📜  pandas, python, dataframes - Python (1)

📅  最后修改于: 2023-12-03 15:33:25.010000             🧑  作者: Mango

Introduction to Pandas, Python and DataFrames

Pandas is a popular data manipulation library for Python. It provides data structures for efficiently storing and manipulating large datasets. One of the key data structures in pandas is the DataFrame, which is similar to a spreadsheet or SQL table.

Installation

To install pandas, you can use pip, the Python package manager:

!pip install pandas
Creating DataFrames

You can create a DataFrame from a dictionary:

import pandas as pd

data = {
    'name': ['Alice', 'Bob', 'Charlie'],
    'age': [25, 30, 35],
    'gender': ['F', 'M', 'M']
}

df = pd.DataFrame(data)

You can also create a DataFrame from a CSV file:

df = pd.read_csv('data.csv')
Basic Operations

You can display the top and bottom rows of a DataFrame using the head() and tail() methods:

print(df.head())
print(df.tail())

You can also select columns and rows using indexing:

# selecting a single column
print(df['name'])

# selecting multiple columns
print(df[['name', 'age']])

# selecting rows by condition
print(df[df['age'] > 30])
DataFrame Manipulation

Pandas provides many methods for manipulating DataFrames. Here are a few examples:

# adding a new column
df['city'] = ['New York', 'Chicago', 'Los Angeles']

# renaming a column
df = df.rename(columns={'gender': 'sex'})

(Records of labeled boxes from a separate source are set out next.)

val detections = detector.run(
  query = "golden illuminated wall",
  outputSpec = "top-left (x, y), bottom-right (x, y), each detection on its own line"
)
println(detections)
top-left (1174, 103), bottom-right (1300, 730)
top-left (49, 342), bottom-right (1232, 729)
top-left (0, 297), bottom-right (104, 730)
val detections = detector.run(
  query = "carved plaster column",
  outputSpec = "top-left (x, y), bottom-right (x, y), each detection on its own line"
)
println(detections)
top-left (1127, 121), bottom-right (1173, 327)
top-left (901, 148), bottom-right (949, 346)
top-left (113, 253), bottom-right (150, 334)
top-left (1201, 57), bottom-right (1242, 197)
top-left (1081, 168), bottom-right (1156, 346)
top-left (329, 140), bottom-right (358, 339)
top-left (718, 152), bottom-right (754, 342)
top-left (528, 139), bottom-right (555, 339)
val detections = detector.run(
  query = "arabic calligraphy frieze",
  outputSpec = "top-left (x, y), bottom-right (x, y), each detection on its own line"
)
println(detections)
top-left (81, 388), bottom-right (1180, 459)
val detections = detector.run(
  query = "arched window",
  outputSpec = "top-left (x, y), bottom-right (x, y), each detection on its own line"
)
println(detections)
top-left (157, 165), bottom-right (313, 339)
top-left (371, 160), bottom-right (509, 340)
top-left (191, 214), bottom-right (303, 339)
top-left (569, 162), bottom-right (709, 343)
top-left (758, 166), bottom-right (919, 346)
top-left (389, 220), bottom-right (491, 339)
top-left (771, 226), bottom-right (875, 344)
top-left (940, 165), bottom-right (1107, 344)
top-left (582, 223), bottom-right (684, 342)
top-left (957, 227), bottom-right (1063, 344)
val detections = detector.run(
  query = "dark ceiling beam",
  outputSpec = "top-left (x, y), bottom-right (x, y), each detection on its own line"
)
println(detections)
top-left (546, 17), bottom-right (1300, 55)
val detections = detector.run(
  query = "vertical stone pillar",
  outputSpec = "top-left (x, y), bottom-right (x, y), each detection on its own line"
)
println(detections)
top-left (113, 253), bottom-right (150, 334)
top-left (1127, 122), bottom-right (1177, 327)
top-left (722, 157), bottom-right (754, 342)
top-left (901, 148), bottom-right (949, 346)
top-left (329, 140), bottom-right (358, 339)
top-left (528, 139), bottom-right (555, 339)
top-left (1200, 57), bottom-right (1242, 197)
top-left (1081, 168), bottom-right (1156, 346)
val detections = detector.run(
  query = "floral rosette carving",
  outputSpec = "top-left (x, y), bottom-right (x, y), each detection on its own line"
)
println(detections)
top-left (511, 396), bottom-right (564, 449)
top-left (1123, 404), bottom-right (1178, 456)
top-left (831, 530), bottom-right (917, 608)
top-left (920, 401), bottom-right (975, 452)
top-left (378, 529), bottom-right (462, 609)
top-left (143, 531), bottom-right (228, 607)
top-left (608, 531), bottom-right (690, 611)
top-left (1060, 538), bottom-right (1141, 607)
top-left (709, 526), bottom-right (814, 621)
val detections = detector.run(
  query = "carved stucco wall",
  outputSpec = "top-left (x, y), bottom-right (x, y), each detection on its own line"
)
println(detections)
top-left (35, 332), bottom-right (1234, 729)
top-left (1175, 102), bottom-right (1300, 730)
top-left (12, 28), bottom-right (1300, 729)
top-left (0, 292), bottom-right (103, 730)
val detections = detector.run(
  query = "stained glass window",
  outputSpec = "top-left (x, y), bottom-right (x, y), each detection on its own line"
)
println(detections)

# dropping rows with missing values
df = df.dropna()

# grouping by a column and aggregating
df.groupby('sex').agg({'age': 'mean'})
Conclusion

Pandas is a powerful library for working with data in Python. DataFrames provide a convenient and efficient way to manipulate large datasets. With its rich set of features, Pandas is a must-have tool for any data scientist or programmer working with data.